Dimitri lui sourit également et ils restèrent un moment à se regarder, l'un épuisé, l'autre fier.
- Nous y sommes Harry, tu as réussi. Tu sais, je ne te l'ai pas dit, mais ce sortilège prend habituellement plusieurs semaines de pratique. On m'a laissé entendre que tu y arriverais probablement plus vite. Je vois ce qu'il voulait dire.
- Vous voulez dire que nous serions restés ici plusieurs semaines? s'exclama Harry.
- Non, je devais en fait te montrer les rudiments cette nuit et te ramener ensuite auprès de Dumbledore, répondit-il. Je ne te laisserai pas reposer sur tes lauriers Harry, il ne s'agit que d'une première étape. Je te surprendrai alors que tu t'en attends le moins.
- Mais, mais, vous m'avez dit que…
- Je sais, répondit Dimitri, mais je sentais que tu étais capable de réussir et il semble que j'ai eu raison n'est-ce pas?

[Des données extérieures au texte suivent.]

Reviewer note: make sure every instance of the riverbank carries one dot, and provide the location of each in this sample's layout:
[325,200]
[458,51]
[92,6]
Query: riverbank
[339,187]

Harry se sentait fâché d'avoir été piégé, mais assez fier de lui quand même. Il avait encore réussi, mais à quel prix. Il avait fallu combattre les moments les plus heureux de sa vie, mais il se sentait maintenant en paix avec lui-même. Il était prêt à retourner.
- Alors, tu es prêt?
- On s'en va maintenant, demanda Harry, alors que son estomac criait famine.
- Oui, j'aimerais autant ne pas m'éterniser ici. Tu arriveras à temps pour le petit déjeuner dans la grande salle et le début de tes cours. Viens ici, dit-il, et Harry vit tout de suite ce qu'il avait l'intention de faire.
- Est-ce bien nécessaire? On étouffe là-dessous.
Dimitri n'eut qu'à froncer légèrement les sourcils que Harry comprit. « Bon d'accord », dit-il piteusement. Il sentit à nouveau cette chaleur l'envahir.
L'envolée de retour fut plus longue que prévue. On aurait dit que Dimitri tournait en rond. Finalement, ils atterrirent sur le sommet de la tour ouest, la même que celle où il avait atterri avec Buck, Hermione et Sirius trois ans auparavant. Cela semblait si loin maintenant, comme dans une autre vie.